Вольфганг смотрел, как белый халат покачал головой и вышел из комнаты, потом он повернулся и сел, ощупью поискал туфли, но не нашел.
Врач вернулся, за ним шел человек в синей куртке. Вольфгангу снова наложили ремешок на руку, он сперва послушно терпел, но потом вздрогнул от колющей боли. Увидел, что из сгиба локтя в трубочку брызнула кровь, вскрикнул.
— Хватит кровопусканий, прекратите, я не хочу. Вы и так виновны в моей смерти!
Врач, чертыхаясь, протянул синекурточному пузырек с кровью.
— Вот пока и все результаты, — заметил он с ухмылкой. — Теперь он — ваш пациент. Всего доброго!
Его спутник побарабанил пальцами по фуражке, взял себе стул, постучал карандашом по маленькой книжечке.
— Простите, нужно записать ваши паспортные данные, господин…
— Мустерман, Вольфганг Мустерман.
Человек в синей куртке записал и участливо уставился на Вольфганга.
— Господин Мустерман, водитель автобуса показал, что вы пытались покончить с собой. Это правда?
— Вряд ли Господь согласился бы оказать мне такую милость.
Чиновник смущенно помолчал, потом осторожно спросил:
— Но документы у вас имеются?
Вольфгангу стало не по себе, как будто болели все мысли в голове.
— У меня… есть паспорт.
— Отлично. Давайте его сюда, посмотрим.
Он в куртке, вон там.
Синеформенный протянул ему сырую куртку, и Вольфганг выудил из внутреннего кармашка карточку — вдруг уловил запах пыльного подвала, лестничной клетки, Анджу и ее комнаты… Глубоко вдохнул и отдал паспорт чиновнику.
— Эберхард В. Палл-о-ус-т-с-ч-ык?
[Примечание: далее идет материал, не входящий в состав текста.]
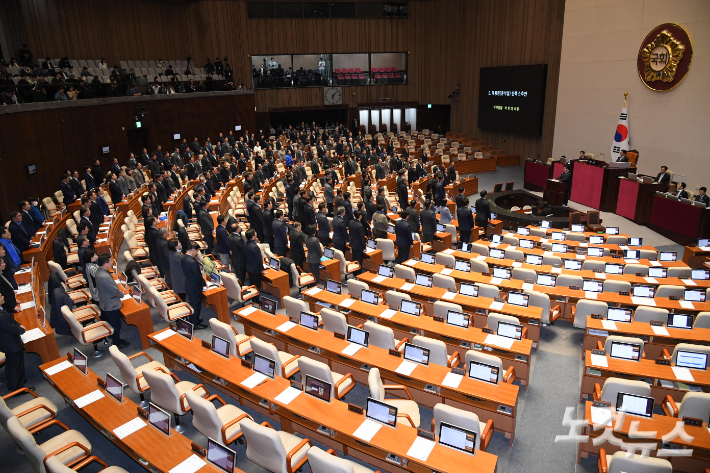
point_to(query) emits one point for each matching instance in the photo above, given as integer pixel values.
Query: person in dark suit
(466, 223)
(194, 283)
(403, 237)
(663, 177)
(358, 240)
(11, 344)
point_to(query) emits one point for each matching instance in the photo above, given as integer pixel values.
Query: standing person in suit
(11, 344)
(403, 237)
(466, 223)
(194, 283)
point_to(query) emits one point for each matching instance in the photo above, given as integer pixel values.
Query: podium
(554, 193)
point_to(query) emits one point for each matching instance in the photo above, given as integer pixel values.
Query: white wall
(600, 44)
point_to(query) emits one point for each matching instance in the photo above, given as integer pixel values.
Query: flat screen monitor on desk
(457, 438)
(220, 456)
(625, 351)
(381, 412)
(635, 405)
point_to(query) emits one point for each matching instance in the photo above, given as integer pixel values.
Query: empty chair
(340, 384)
(133, 376)
(464, 419)
(407, 410)
(383, 337)
(222, 424)
(437, 351)
(584, 308)
(170, 396)
(276, 451)
(239, 345)
(285, 364)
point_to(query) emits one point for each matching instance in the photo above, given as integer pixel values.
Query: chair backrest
(334, 321)
(613, 386)
(437, 349)
(380, 336)
(458, 417)
(264, 446)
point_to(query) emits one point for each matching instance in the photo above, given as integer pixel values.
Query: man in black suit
(466, 223)
(194, 282)
(403, 237)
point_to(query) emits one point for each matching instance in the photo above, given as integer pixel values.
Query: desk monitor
(381, 412)
(220, 456)
(317, 388)
(184, 328)
(619, 315)
(573, 264)
(360, 337)
(694, 295)
(333, 286)
(416, 354)
(457, 318)
(691, 359)
(559, 248)
(527, 244)
(596, 240)
(80, 362)
(518, 298)
(635, 405)
(457, 438)
(309, 320)
(483, 372)
(680, 321)
(460, 265)
(496, 253)
(264, 365)
(667, 256)
(467, 289)
(114, 387)
(220, 346)
(411, 307)
(597, 252)
(549, 280)
(533, 259)
(632, 254)
(644, 291)
(625, 351)
(385, 271)
(159, 418)
(509, 330)
(428, 258)
(267, 305)
(592, 285)
(423, 280)
(611, 268)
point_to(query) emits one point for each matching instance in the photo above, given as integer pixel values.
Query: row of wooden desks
(306, 415)
(427, 383)
(153, 450)
(405, 325)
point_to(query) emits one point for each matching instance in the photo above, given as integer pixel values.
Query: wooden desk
(306, 414)
(660, 425)
(160, 452)
(645, 368)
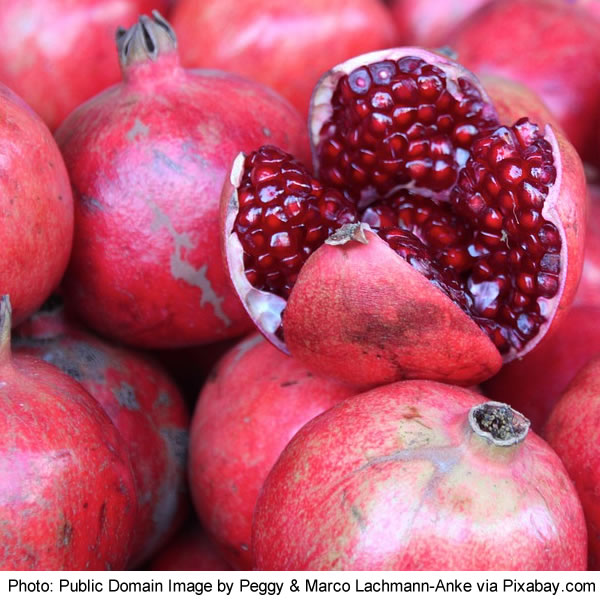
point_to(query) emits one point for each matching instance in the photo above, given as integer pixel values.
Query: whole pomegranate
(432, 242)
(550, 45)
(36, 205)
(534, 384)
(57, 53)
(67, 494)
(286, 45)
(147, 159)
(190, 550)
(428, 22)
(144, 405)
(588, 292)
(418, 475)
(572, 430)
(247, 412)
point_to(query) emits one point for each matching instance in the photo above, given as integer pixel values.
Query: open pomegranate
(147, 159)
(67, 493)
(572, 430)
(418, 475)
(142, 402)
(252, 405)
(437, 237)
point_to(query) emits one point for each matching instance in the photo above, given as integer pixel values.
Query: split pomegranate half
(436, 239)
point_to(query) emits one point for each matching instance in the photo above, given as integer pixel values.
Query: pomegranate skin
(572, 430)
(190, 550)
(428, 22)
(36, 204)
(362, 314)
(51, 47)
(147, 160)
(588, 292)
(284, 45)
(252, 405)
(67, 499)
(398, 479)
(143, 404)
(534, 384)
(549, 45)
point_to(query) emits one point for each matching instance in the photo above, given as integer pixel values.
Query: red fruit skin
(36, 205)
(285, 45)
(534, 384)
(67, 493)
(362, 314)
(588, 292)
(190, 550)
(147, 159)
(573, 431)
(57, 53)
(144, 405)
(395, 479)
(549, 45)
(428, 22)
(252, 405)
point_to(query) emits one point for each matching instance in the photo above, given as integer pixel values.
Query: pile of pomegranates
(307, 286)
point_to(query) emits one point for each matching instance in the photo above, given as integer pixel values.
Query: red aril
(285, 45)
(252, 405)
(36, 205)
(143, 404)
(549, 45)
(428, 22)
(147, 159)
(67, 494)
(408, 143)
(57, 53)
(572, 430)
(418, 475)
(190, 550)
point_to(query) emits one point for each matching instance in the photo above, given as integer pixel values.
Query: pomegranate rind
(264, 308)
(360, 313)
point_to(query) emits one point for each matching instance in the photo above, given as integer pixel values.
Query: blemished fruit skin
(573, 430)
(36, 205)
(251, 406)
(190, 550)
(147, 159)
(397, 479)
(58, 53)
(285, 45)
(549, 45)
(143, 404)
(67, 499)
(534, 384)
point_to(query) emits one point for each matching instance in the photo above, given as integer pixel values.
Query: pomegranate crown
(147, 39)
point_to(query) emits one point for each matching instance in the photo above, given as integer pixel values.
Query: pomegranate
(36, 205)
(147, 159)
(190, 550)
(67, 494)
(247, 412)
(417, 183)
(57, 53)
(572, 430)
(143, 404)
(588, 292)
(428, 22)
(534, 384)
(550, 45)
(285, 45)
(418, 475)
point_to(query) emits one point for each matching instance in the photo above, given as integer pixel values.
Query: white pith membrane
(265, 308)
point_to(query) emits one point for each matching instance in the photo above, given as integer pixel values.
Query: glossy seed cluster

Это вы и есть?
Вольфганг кивнул.
— Вы же только что сказали, что ваша фамилия — Мустерман. А здесь написано — Паллоус… Как это вообще читается?
— Видите ли, — устало ответил Вольфганг, — в этом и кроется затруднение.
Сам он больше часа бился над той же загадкой, пытаясь читать фамилию так и эдак и подыскивая самый благозвучный вариант.
— Ни один артист не добьется порядочной славы, выступая под этим именем.
— То есть Мустерман — ваше сценическое имя? Ну, его тоже надо внести в паспорт. — Он вздохнул и продолжил: — Итак, Эберхард Палл-оу-с-т-с-чык. Проживаете?..
— Пока живу, разумеется. Квартирую у друга… — Тут Вольфганг испуганно замялся, ведь Петр заставил его поклясться памятью покойной матери, что он не выдаст их адреса. «А то попаду в чертов переплет, заруби на носу», — сколько раз он это слыхал. — То есть…
Чиновник поднял брови.
— Как это — квартируете у друга?
Вольфганг осторожно потянул воздух.
— Что ж, можно сказать, что в определенном смысле, или же нет — это квартира моей любимой, где…
— Не морочьте голову, назовите адрес! Есть у вас регистрация?
У синекурточного странные глаза — неопределенного цвета, как будто художник вылил в них краску из всех баночек сразу.
Вольфганг сжал губы.
Чиновник громко и отчетливо дышал, откинувшись на спинку стула и на секунду прикрыв глаза.